Mikayla Miller, a 16-year-old black LGBT teen, was assaulted by light-skinned teens on April 17th, then found dead the next morning. The assault occurred in the Game Room at the upscale Windsor apartments in Hopkinton, MA, a relatively new construction with a state-of-the-art surveillance system. A jogger found Mikayla’s body standing on the ground attached to a tree by a belt she didn’t own. Concerned citizens want to see the surveillance videos, but a spokesperson for lead investigator District Attorney Marian Ryan said police couldn’t get any recordings from Mikayla's building because of “technological malfunction.”
There are conflicting reports about the missing footage. Parent Security says, “The video system at the building was rebooted on the morning of April 19, the day after the jogger reportedly discovered Miller’s body, erasing any footage from the prior 17 days.” 10 Boston reported that according to a “note to investigators, a worker from the company that operates the surveillance system in Mikayla's building in Hopkinton wrote that it didn't save any footage for a period of about 17 days, beginning April 2 until the system was rebooted around 9:15 a.m. on April 19 -- one day after the teenager's body was discovered nearby.” We have to be absolutely clear about what happened to the surveillance system, and whether the Windsor is liable for allegedly failing to provide surveillance to residents for 17 days or whether they did provide the promised security to residents and merely rebooted the system on April 19th.
Things are very bad for Windsor Communities either way. The security system that protects residents is a selling point. I assume some residents wouldn’t live in a luxury apartment without security camera protection for two reasons.
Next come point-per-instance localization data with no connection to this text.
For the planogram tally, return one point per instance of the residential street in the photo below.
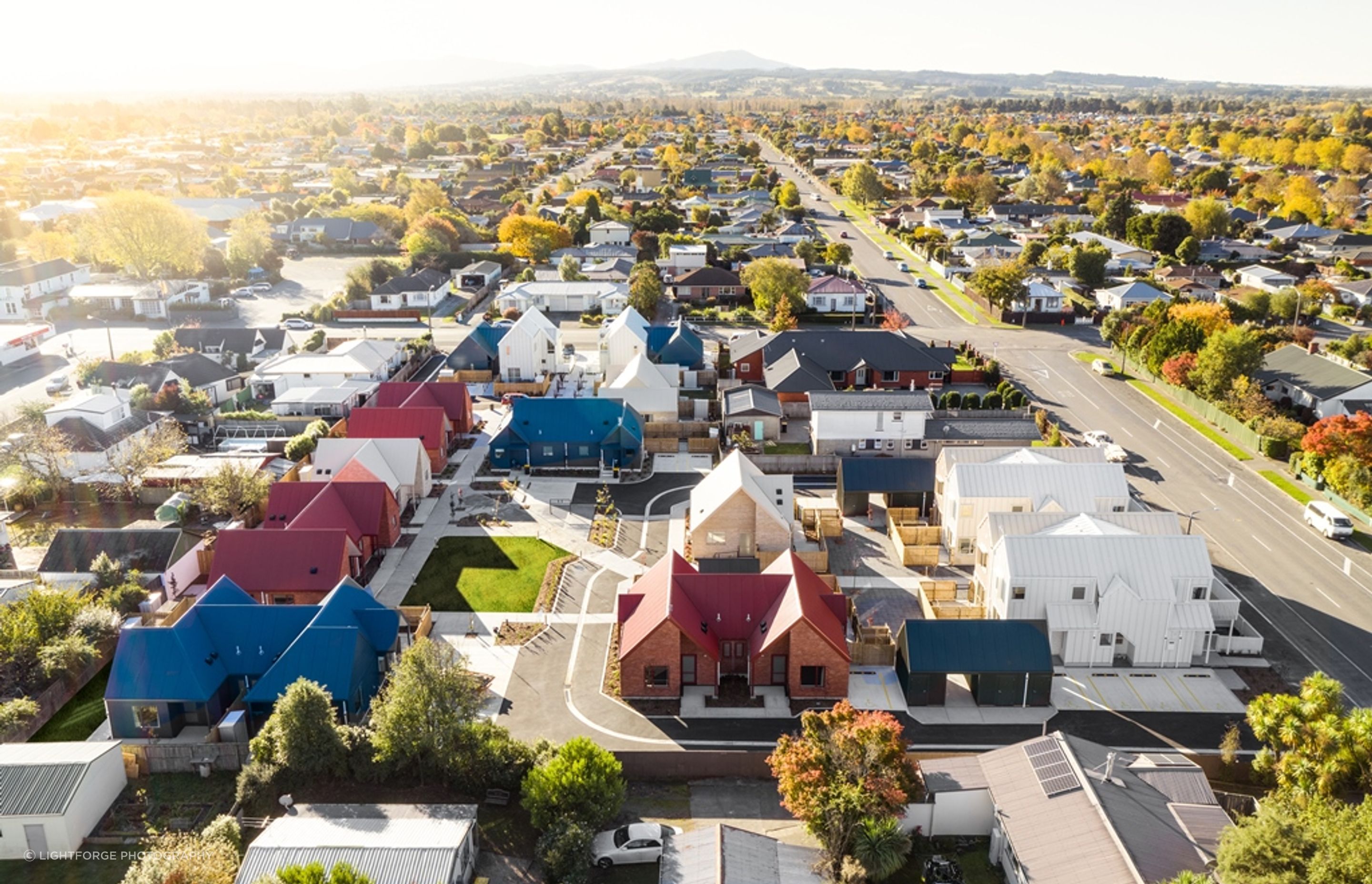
(1312, 596)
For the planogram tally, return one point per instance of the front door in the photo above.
(36, 838)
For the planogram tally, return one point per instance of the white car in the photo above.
(638, 842)
(1327, 519)
(1097, 438)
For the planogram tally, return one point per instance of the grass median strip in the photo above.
(1294, 491)
(1191, 421)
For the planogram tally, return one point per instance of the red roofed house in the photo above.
(427, 424)
(453, 399)
(365, 510)
(784, 626)
(286, 567)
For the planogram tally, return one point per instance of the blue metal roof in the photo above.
(969, 647)
(228, 634)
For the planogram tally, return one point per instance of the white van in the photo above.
(1327, 519)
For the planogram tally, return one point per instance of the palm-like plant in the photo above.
(881, 847)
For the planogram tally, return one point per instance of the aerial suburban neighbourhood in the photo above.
(696, 471)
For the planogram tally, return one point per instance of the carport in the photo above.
(908, 482)
(1006, 662)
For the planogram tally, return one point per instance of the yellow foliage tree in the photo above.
(1211, 318)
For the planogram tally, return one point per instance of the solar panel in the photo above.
(1050, 763)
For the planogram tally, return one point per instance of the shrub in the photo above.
(581, 782)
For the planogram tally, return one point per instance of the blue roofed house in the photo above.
(228, 650)
(541, 433)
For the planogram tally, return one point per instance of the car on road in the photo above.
(637, 842)
(1327, 519)
(1097, 438)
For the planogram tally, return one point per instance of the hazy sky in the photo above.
(287, 46)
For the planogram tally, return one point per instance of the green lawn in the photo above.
(80, 717)
(1191, 421)
(1286, 485)
(484, 574)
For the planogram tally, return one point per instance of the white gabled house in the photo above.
(529, 349)
(1023, 481)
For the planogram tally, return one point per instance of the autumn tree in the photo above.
(862, 184)
(843, 768)
(1341, 434)
(646, 290)
(234, 491)
(147, 235)
(250, 238)
(533, 238)
(770, 281)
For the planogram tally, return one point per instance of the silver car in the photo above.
(638, 842)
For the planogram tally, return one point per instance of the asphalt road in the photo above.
(1311, 598)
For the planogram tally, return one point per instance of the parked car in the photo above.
(638, 842)
(1327, 519)
(1097, 438)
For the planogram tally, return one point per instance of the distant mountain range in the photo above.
(729, 60)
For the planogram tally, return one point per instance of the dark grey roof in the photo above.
(872, 400)
(422, 281)
(27, 273)
(886, 475)
(847, 349)
(969, 647)
(751, 400)
(1318, 377)
(795, 374)
(973, 429)
(232, 340)
(200, 370)
(73, 550)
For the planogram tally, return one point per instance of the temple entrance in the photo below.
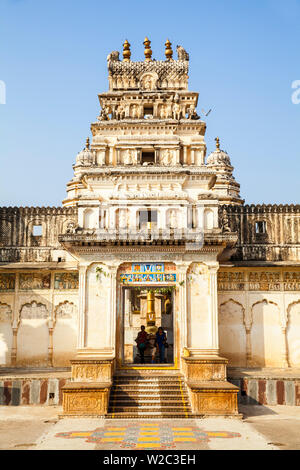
(151, 307)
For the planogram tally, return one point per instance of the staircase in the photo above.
(149, 397)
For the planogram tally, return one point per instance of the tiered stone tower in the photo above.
(145, 194)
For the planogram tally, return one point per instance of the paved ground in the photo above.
(37, 427)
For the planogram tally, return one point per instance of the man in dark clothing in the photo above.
(141, 341)
(161, 341)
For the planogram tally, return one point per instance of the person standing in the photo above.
(141, 341)
(161, 340)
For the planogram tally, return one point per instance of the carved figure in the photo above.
(225, 222)
(192, 114)
(181, 53)
(104, 114)
(114, 55)
(167, 157)
(177, 111)
(120, 112)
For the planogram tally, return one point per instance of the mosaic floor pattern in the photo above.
(148, 436)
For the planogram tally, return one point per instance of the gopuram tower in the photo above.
(151, 230)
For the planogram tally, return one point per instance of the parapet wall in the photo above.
(265, 232)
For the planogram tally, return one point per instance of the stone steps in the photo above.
(149, 397)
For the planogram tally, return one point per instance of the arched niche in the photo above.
(6, 334)
(33, 335)
(266, 334)
(65, 333)
(293, 334)
(232, 334)
(208, 219)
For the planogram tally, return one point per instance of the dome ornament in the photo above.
(126, 51)
(147, 51)
(168, 51)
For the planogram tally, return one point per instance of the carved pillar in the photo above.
(285, 354)
(50, 345)
(182, 286)
(15, 323)
(111, 326)
(82, 301)
(213, 270)
(14, 346)
(110, 155)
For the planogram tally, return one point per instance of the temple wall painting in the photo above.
(259, 317)
(38, 318)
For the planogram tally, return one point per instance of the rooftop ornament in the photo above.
(126, 51)
(168, 51)
(147, 51)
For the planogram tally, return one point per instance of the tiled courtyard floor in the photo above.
(37, 427)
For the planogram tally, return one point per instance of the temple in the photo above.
(152, 232)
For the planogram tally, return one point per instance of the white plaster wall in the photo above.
(65, 333)
(198, 319)
(293, 334)
(97, 309)
(6, 334)
(266, 335)
(32, 342)
(232, 333)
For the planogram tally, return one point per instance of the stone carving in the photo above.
(167, 157)
(123, 218)
(134, 111)
(165, 111)
(104, 114)
(173, 222)
(231, 280)
(73, 227)
(148, 82)
(291, 281)
(113, 56)
(33, 311)
(7, 282)
(192, 114)
(177, 111)
(181, 53)
(120, 112)
(66, 281)
(225, 222)
(130, 157)
(264, 281)
(65, 310)
(32, 281)
(5, 313)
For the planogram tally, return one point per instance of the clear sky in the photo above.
(244, 56)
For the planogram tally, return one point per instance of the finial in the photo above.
(147, 51)
(168, 51)
(126, 51)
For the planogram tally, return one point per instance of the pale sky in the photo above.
(244, 57)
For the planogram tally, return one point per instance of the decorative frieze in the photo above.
(259, 280)
(66, 281)
(7, 282)
(33, 281)
(34, 311)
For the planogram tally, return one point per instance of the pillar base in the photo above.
(214, 399)
(87, 394)
(209, 391)
(85, 399)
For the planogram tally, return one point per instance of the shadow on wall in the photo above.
(268, 343)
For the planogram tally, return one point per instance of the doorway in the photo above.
(152, 307)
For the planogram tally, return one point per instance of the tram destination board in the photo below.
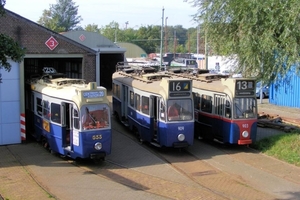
(93, 94)
(180, 88)
(244, 87)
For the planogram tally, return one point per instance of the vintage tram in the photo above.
(155, 106)
(70, 117)
(225, 107)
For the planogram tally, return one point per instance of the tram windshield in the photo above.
(180, 110)
(244, 108)
(95, 116)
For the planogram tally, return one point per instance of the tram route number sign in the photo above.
(93, 94)
(244, 87)
(179, 88)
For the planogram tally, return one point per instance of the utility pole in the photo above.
(206, 51)
(198, 39)
(166, 36)
(175, 43)
(161, 36)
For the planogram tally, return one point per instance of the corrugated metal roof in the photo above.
(286, 91)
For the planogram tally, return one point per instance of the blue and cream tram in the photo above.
(155, 106)
(225, 108)
(71, 118)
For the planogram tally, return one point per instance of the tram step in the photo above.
(155, 144)
(68, 148)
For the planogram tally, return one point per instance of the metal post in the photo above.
(161, 37)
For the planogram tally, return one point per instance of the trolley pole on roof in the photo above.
(161, 36)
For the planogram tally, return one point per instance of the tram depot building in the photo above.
(77, 54)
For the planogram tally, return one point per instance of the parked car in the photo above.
(264, 88)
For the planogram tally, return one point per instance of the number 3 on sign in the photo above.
(245, 125)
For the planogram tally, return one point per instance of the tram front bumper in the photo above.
(96, 156)
(180, 144)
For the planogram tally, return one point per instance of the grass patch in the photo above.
(285, 147)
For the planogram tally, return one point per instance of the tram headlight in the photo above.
(98, 145)
(245, 134)
(181, 137)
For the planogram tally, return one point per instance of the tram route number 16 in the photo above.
(176, 86)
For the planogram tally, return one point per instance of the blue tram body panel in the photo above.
(86, 144)
(168, 135)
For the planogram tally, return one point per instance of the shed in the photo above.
(286, 90)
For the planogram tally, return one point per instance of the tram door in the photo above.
(219, 111)
(153, 115)
(67, 123)
(124, 99)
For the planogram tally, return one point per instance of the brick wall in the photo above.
(32, 36)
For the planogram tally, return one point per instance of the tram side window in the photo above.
(145, 105)
(76, 119)
(137, 102)
(196, 97)
(131, 99)
(55, 113)
(162, 109)
(206, 103)
(39, 107)
(227, 109)
(46, 111)
(116, 90)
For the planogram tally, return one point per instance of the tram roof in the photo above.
(63, 88)
(150, 82)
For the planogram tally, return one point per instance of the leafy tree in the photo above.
(111, 31)
(264, 35)
(61, 17)
(8, 47)
(92, 28)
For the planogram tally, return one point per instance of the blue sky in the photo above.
(102, 12)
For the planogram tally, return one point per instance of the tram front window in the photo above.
(244, 108)
(180, 110)
(94, 117)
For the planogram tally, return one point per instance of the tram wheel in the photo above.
(138, 136)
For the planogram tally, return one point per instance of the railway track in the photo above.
(175, 174)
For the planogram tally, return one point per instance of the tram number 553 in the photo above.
(97, 137)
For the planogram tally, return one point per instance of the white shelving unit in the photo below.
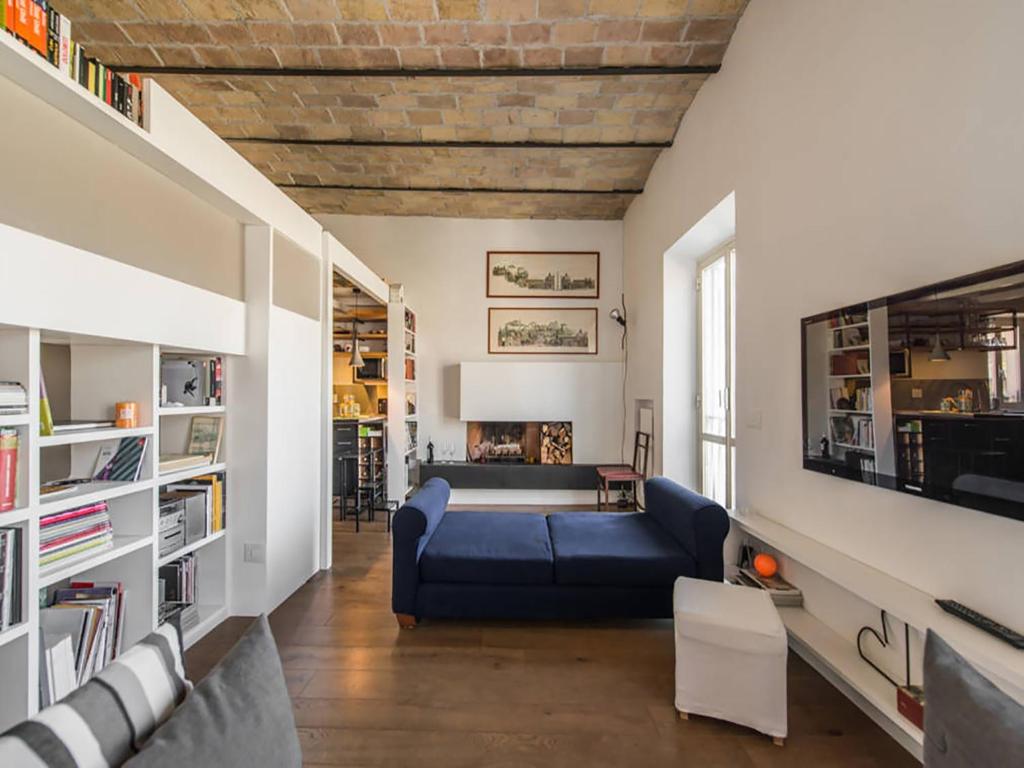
(401, 351)
(100, 373)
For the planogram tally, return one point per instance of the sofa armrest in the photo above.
(412, 528)
(698, 523)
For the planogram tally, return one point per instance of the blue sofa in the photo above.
(562, 565)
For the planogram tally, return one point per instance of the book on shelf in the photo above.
(120, 463)
(75, 534)
(10, 578)
(781, 592)
(81, 425)
(176, 591)
(91, 615)
(192, 383)
(48, 33)
(45, 413)
(13, 398)
(214, 489)
(9, 448)
(126, 464)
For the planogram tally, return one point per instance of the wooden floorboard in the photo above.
(450, 694)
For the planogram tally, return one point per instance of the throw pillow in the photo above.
(105, 721)
(239, 716)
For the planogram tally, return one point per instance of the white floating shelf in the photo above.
(194, 547)
(998, 660)
(185, 474)
(123, 545)
(189, 410)
(99, 491)
(14, 516)
(92, 435)
(209, 616)
(13, 633)
(837, 658)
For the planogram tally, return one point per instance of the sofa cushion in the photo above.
(488, 548)
(610, 549)
(240, 716)
(105, 721)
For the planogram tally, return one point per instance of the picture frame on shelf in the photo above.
(544, 274)
(542, 331)
(205, 435)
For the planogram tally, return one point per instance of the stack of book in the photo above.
(10, 578)
(214, 488)
(48, 33)
(782, 593)
(13, 398)
(9, 444)
(75, 534)
(177, 592)
(82, 632)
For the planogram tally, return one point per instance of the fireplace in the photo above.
(519, 441)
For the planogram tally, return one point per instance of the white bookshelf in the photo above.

First, they are wealthier than average, therefore, have more property to defend against robbery.
Losing a $2,000 clunker parked in front of a slum with no video cameras is not the same as losing a $45,000 Audi A4 parked in a luxury apartment garage that’s supposed to have 24/7 security camera protection. Second, if they didn’t notify residents that the security cameras were off immediately after a major shutdown that’s deception. This would give residents a false sense of security who think that the electronic eyes above them are providing safety, so will sign a lease, allow children to play outside alone, park their cars at midnight, etc. that they wouldn’t do if they knew the security camera’s were malfunctioning. If residents were robbed of their life or property they are also being robbed of rent, because the high rent they pay includes the cost of the super-expensive security system. So, they would be paying for something they didn't get, and that’s robbery.
What happened? A teenage girl was brutalized by two assailants on their property and the next day she was found dead, possibly murdered, and maybe that occurred on their property also. They can’t advertise their place as “safe” anymore, especially if this happened because they secretly allowed the video cameras to go blank for 17 days. However, if the cameras were working and the Windsor erased evidence of two criminal investigations then they’re probably going to suffer even more, because that’s obstruction of justice.